I have demonstrated that non-believers God listened to and honoured their behaviour.
When Nineveh repented He did not judge them, they did a good thing and avoid judgement.
Now I am bringing biblical examples which show "dead works" theology is not biblical, you
have just said I am being humanistic, which is a philosophical response not biblical so
irrelevant and untrue.
But Saul and the army spared Agag and the best of the sheep and cattle, the fat calves and lambs—everything that was good.
1 Sam 15:9
This is a real humanistic response to Gods command, some would call a good thing
using the resources available and not wasting them.
But this was sin, against Gods direct command. Amen.
So I am not a humanist, but of follower of my King and looking for biblical definitions
of ideas.
It appears you are not that interested in this, or of showing me how dead works is
actually right.
Now if you think works by anyone brings salvation, or I hold to this, and balancing of
good works against bad, then you are mistaken and confused about talking about
true righteousness and God and what is good in the way people behave.

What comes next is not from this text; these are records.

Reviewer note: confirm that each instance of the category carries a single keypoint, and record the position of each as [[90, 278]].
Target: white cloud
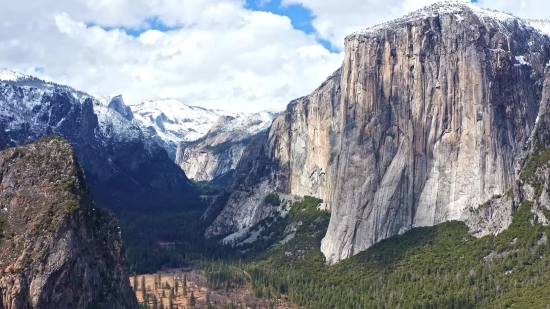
[[221, 56], [334, 20], [534, 9]]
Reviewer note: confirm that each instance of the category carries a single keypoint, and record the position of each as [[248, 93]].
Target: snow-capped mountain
[[123, 165], [218, 152], [170, 121]]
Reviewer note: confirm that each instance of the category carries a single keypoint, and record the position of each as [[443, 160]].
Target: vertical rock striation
[[216, 155], [57, 249], [429, 116]]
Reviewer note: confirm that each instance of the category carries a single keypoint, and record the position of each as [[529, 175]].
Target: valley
[[416, 176]]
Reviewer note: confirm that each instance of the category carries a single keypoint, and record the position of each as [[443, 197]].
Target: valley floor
[[198, 286]]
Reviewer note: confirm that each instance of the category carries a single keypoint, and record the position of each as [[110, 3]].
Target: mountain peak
[[12, 76], [455, 8]]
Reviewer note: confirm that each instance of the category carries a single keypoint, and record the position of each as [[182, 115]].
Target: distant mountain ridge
[[218, 152], [170, 121], [123, 165]]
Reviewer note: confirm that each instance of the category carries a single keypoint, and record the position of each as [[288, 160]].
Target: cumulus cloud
[[218, 54], [533, 9], [213, 53], [334, 20]]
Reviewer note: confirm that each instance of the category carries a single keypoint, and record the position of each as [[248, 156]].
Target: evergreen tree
[[135, 283], [184, 286], [143, 291]]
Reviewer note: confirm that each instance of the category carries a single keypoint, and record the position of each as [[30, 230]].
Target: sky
[[240, 55]]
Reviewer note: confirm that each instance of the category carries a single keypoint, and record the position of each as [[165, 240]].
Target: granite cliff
[[429, 117], [123, 165], [57, 249]]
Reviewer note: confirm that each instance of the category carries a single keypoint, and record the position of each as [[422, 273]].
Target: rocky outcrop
[[219, 151], [124, 166], [429, 117], [57, 249], [170, 122], [117, 104]]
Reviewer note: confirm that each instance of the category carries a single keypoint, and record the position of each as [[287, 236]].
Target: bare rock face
[[57, 249], [218, 152], [429, 117]]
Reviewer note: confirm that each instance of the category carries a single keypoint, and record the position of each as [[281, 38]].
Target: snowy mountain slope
[[170, 121], [219, 151], [123, 165]]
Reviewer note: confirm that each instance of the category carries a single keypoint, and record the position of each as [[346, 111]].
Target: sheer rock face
[[57, 249], [218, 152], [429, 116], [124, 166]]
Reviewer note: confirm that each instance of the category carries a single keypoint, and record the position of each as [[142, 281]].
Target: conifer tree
[[143, 291], [135, 283], [184, 286]]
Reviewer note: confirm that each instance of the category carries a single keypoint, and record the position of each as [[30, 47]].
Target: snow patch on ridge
[[439, 9], [12, 76]]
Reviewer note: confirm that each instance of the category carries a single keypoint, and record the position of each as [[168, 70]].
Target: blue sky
[[300, 17]]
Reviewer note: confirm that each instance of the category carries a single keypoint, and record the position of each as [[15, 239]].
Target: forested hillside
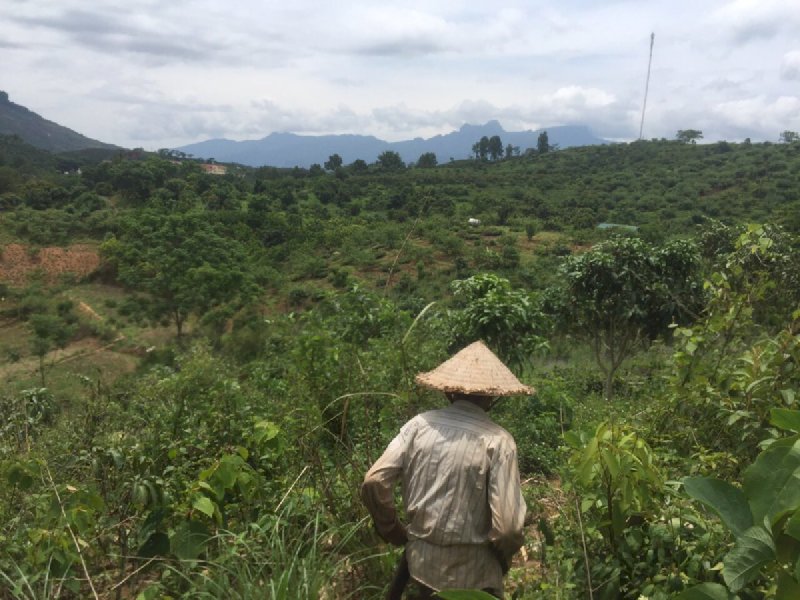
[[198, 369]]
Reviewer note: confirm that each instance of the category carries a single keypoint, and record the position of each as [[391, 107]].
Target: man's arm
[[378, 496], [507, 507]]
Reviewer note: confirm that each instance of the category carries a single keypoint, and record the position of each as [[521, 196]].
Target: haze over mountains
[[289, 149]]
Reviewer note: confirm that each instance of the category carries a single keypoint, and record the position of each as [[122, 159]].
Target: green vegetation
[[193, 417]]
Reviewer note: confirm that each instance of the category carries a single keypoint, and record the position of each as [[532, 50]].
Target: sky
[[160, 74]]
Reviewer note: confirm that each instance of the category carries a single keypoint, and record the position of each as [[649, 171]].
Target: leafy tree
[[427, 160], [689, 136], [622, 293], [359, 166], [391, 161], [508, 320], [333, 163], [495, 147], [542, 143], [185, 266], [51, 331], [483, 147]]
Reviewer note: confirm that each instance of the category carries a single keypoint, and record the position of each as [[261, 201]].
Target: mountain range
[[289, 149], [39, 132]]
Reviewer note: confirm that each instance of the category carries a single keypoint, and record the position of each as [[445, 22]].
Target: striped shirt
[[461, 492]]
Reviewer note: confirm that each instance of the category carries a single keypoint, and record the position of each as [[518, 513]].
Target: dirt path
[[29, 366]]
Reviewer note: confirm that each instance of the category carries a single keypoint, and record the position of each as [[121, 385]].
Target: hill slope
[[39, 132], [289, 150]]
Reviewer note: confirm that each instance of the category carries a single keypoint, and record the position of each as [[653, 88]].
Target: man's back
[[461, 492]]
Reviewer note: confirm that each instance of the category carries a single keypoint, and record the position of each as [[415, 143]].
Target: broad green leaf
[[788, 588], [225, 473], [793, 525], [204, 505], [189, 540], [724, 499], [156, 545], [753, 550], [464, 595], [785, 418], [705, 591], [772, 482]]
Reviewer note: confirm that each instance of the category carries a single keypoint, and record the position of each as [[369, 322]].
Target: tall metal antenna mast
[[647, 84]]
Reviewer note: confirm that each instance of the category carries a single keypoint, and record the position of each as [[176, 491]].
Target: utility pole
[[647, 83]]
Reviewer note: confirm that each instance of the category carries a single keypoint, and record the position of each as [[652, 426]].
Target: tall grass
[[279, 558]]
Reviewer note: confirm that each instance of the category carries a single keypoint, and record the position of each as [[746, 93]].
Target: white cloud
[[162, 74], [790, 66]]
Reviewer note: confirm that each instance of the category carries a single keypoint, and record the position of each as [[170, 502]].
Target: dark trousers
[[418, 591]]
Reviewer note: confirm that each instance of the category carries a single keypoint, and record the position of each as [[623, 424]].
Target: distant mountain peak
[[290, 150], [39, 132]]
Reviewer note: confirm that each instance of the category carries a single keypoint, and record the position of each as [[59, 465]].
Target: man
[[461, 489]]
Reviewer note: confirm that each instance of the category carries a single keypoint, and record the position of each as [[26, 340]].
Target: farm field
[[197, 370]]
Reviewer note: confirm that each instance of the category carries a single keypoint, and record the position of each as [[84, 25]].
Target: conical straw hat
[[474, 370]]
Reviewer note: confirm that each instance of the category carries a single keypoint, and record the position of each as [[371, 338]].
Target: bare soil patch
[[18, 262]]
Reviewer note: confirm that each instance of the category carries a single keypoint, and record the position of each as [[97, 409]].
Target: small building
[[214, 169]]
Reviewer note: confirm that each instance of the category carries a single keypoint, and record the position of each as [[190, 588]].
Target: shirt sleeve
[[377, 489], [506, 504]]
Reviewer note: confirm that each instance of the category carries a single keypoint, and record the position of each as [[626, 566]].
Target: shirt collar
[[467, 406]]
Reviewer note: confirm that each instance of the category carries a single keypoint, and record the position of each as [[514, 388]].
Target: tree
[[51, 331], [508, 320], [359, 166], [391, 161], [427, 160], [181, 262], [333, 163], [622, 293], [689, 136], [542, 143], [483, 147], [495, 147]]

Sins problem is it destroys the good and makes it worthless, not the good by itself
is evil.
Woe to you, teachers of the law and Pharisees, you hypocrites! You give a tenth of your spices—mint, dill and cumin. But you have neglected the more important matters of the law—justice, mercy and faithfulness. You should have practiced the latter, without neglecting the former.
Matt 23:23
Pharisees did ok on spices but not the more important things. So here is Jesus praising
one aspect but saying it was all destroyed by their failure or sin in other areas.